Data were collected using Stanford University’s CHOIR (http://choir.stanford.edu), a registry-based, learning health care system that administers an electronic survey assessing self-reported demographic information, pain characteristics, and multiple domains of health status in real-world clinical settings (Fig. 1A) (34). Patients presenting for consultation at Stanford Pain Management Center locations throughout the San Francisco Bay Area and broader Northern California region, USA, with the main site located in Redwood City, complete the survey as part of their routine clinical care. While intended for completion at home using personal computers or hand-held devices, patients may complete the survey before their appointment at clinic check-in using a tablet computer. Survey completion is encouraged, yet optional, and is based on patients’ willingness and ability to collaborate. Patients may therefore choose not to respond to certain items or assessments. These procedures were approved by the Stanford University School of Medicine Institutional Review Board (IRB). Informed consent was waived by the IRB, as CHOIR data were collected for clinical care and quality improvement purposes.

Data analyzed were from a retrospective review of all collected surveys since CHOIR’s inception in October 2013 through August 2019. Our initial data extraction included 24,389 records, from which we removed records based on the following criteria: noncompleted or test records (6002), missing data in any of the nine measures used for clustering (as detailed below; 1651), duplicated records (136), and age below 18 years (62). From the resulting 16,538 surveys belonging to 16,538 different patients, we extracted a longitudinal dataset of 1273 patients with a follow-up survey between 3 and 12 months later and again with a minimal requirement of having complete data for the nine assessments used for clustering at both time points. We chose this time frame since 3 months is considered the minimal threshold for diagnosing primary chronic pain (7). The upper threshold of 12 months allowed to keep a substantially large proportion of the dataset for cluster discovery validation. The resulting 15,265 patients were randomly split on the basis of a 75%:25% allocation into a training dataset of 11,448 patients used for cluster discovery and an additional validation dataset of 3817 patients.

Measures

Demographic characteristics

Demographic characteristics included age, sex, ethnicity, race, marital status, and years of education.

Clustering symptoms

The nine symptoms assessing health-related functionality and used as the basis for the clustering procedures were from the NIH’s PROMIS (30, 6870, 72, 73). We divided these nine symptoms into three domains: (i) the physical domain (fatigue, sleep disturbance, and sleep impairment), (ii) the mental or negative affect domain (depression, anxiety, and anger), and (iii) the social domain (social isolation, emotional support, and satisfaction with social roles and activities).
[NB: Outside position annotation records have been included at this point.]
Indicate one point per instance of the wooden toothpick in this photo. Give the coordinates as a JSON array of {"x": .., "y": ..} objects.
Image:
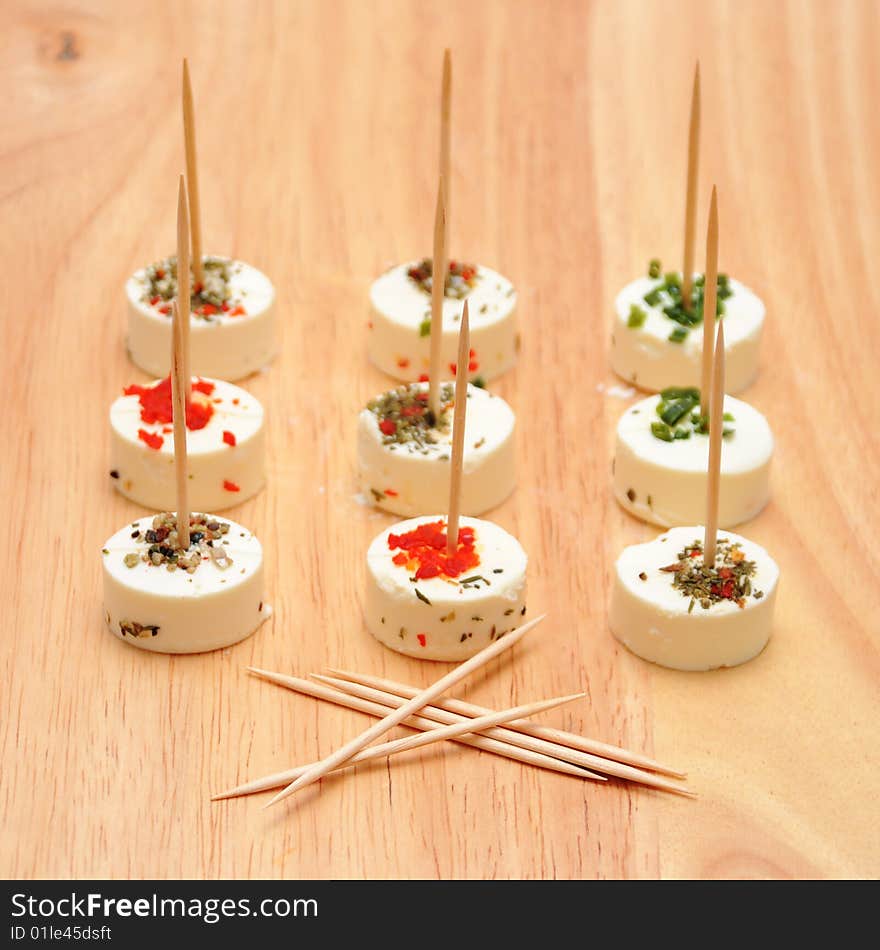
[
  {"x": 446, "y": 126},
  {"x": 438, "y": 292},
  {"x": 183, "y": 284},
  {"x": 407, "y": 709},
  {"x": 556, "y": 736},
  {"x": 716, "y": 426},
  {"x": 459, "y": 421},
  {"x": 436, "y": 733},
  {"x": 710, "y": 297},
  {"x": 690, "y": 208},
  {"x": 192, "y": 174},
  {"x": 178, "y": 414}
]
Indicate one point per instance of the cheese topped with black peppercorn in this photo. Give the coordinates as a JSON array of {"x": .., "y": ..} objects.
[
  {"x": 233, "y": 324},
  {"x": 404, "y": 454},
  {"x": 423, "y": 603},
  {"x": 667, "y": 607},
  {"x": 656, "y": 343},
  {"x": 399, "y": 342},
  {"x": 160, "y": 598}
]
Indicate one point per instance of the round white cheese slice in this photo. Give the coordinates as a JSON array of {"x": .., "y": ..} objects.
[
  {"x": 225, "y": 458},
  {"x": 441, "y": 618},
  {"x": 399, "y": 340},
  {"x": 647, "y": 358},
  {"x": 153, "y": 608},
  {"x": 227, "y": 345},
  {"x": 660, "y": 623},
  {"x": 665, "y": 482},
  {"x": 412, "y": 477}
]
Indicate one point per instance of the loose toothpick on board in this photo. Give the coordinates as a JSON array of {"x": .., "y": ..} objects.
[
  {"x": 192, "y": 174},
  {"x": 407, "y": 709},
  {"x": 438, "y": 292},
  {"x": 183, "y": 284},
  {"x": 459, "y": 421},
  {"x": 690, "y": 208},
  {"x": 510, "y": 737},
  {"x": 435, "y": 734},
  {"x": 716, "y": 424},
  {"x": 558, "y": 736},
  {"x": 710, "y": 297},
  {"x": 446, "y": 126},
  {"x": 178, "y": 413}
]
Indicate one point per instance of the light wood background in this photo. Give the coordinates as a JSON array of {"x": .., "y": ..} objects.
[{"x": 318, "y": 143}]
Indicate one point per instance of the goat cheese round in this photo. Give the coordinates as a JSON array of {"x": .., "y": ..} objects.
[
  {"x": 225, "y": 443},
  {"x": 399, "y": 340},
  {"x": 152, "y": 607},
  {"x": 233, "y": 322},
  {"x": 653, "y": 351},
  {"x": 404, "y": 462},
  {"x": 662, "y": 478},
  {"x": 451, "y": 614},
  {"x": 682, "y": 620}
]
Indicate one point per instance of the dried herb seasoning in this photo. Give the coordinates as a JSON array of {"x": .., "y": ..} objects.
[
  {"x": 460, "y": 278},
  {"x": 730, "y": 579},
  {"x": 405, "y": 419},
  {"x": 208, "y": 300}
]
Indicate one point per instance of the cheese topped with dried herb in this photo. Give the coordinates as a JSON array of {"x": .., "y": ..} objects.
[
  {"x": 668, "y": 607},
  {"x": 423, "y": 602},
  {"x": 399, "y": 327},
  {"x": 404, "y": 454}
]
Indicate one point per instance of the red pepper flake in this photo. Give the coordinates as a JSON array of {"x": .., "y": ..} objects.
[
  {"x": 156, "y": 403},
  {"x": 153, "y": 440},
  {"x": 423, "y": 550}
]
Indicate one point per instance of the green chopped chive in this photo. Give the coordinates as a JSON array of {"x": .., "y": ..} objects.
[
  {"x": 662, "y": 431},
  {"x": 637, "y": 316}
]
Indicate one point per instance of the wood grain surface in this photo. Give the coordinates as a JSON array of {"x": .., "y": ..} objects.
[{"x": 317, "y": 129}]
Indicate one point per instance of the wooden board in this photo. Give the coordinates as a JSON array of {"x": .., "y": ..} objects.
[{"x": 318, "y": 142}]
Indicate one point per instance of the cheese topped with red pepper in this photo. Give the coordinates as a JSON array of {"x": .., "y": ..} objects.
[
  {"x": 233, "y": 323},
  {"x": 404, "y": 455},
  {"x": 668, "y": 608},
  {"x": 398, "y": 340},
  {"x": 424, "y": 602},
  {"x": 226, "y": 445}
]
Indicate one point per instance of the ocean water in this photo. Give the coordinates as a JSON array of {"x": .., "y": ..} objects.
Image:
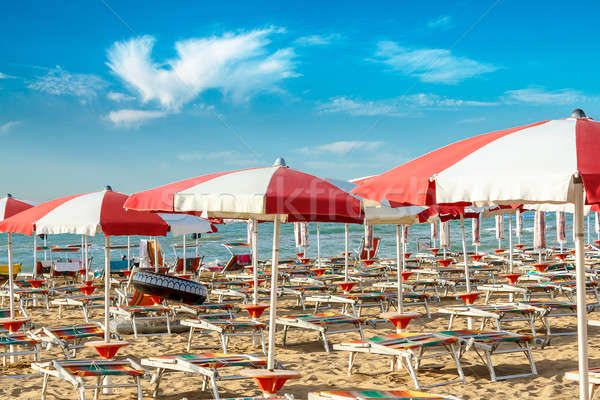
[{"x": 332, "y": 240}]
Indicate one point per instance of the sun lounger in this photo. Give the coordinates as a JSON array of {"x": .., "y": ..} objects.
[
  {"x": 74, "y": 372},
  {"x": 408, "y": 349},
  {"x": 226, "y": 328},
  {"x": 207, "y": 365},
  {"x": 321, "y": 323},
  {"x": 10, "y": 342},
  {"x": 68, "y": 338},
  {"x": 495, "y": 343},
  {"x": 356, "y": 301},
  {"x": 497, "y": 313},
  {"x": 141, "y": 313},
  {"x": 374, "y": 394}
]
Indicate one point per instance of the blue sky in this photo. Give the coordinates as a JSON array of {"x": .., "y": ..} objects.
[{"x": 154, "y": 91}]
Response items are contextualized to the frequency of the experienced symptom in the past 7 days (e.g., “in the past seven days how often did you feel tired?” and “in the past seven days I felt worthless”), and responses were marked on a 1 to 5 scale (1 = never, 5 = always). Each measured symptom was completed using CAT, based on item response theory–derived metrics. CAT reduces the time needed to complete each measured symptom because patients respond only to a subset of items from the relevant PROMIS item bank. This subset of items is selected by the CAT algorithm to have the most information to precisely characterize the symptom for the patient, with a minimum of 4 (for adults) and a maximum of 12 items, although typically not more than eight items, taking a minute or two per measured symptom (30, 71). The full range of total items responded by patients for the nine clustering symptoms was therefore between 36 and 108 items. Typically, completing all nine symptom measurements should take about 15 min (77, 78).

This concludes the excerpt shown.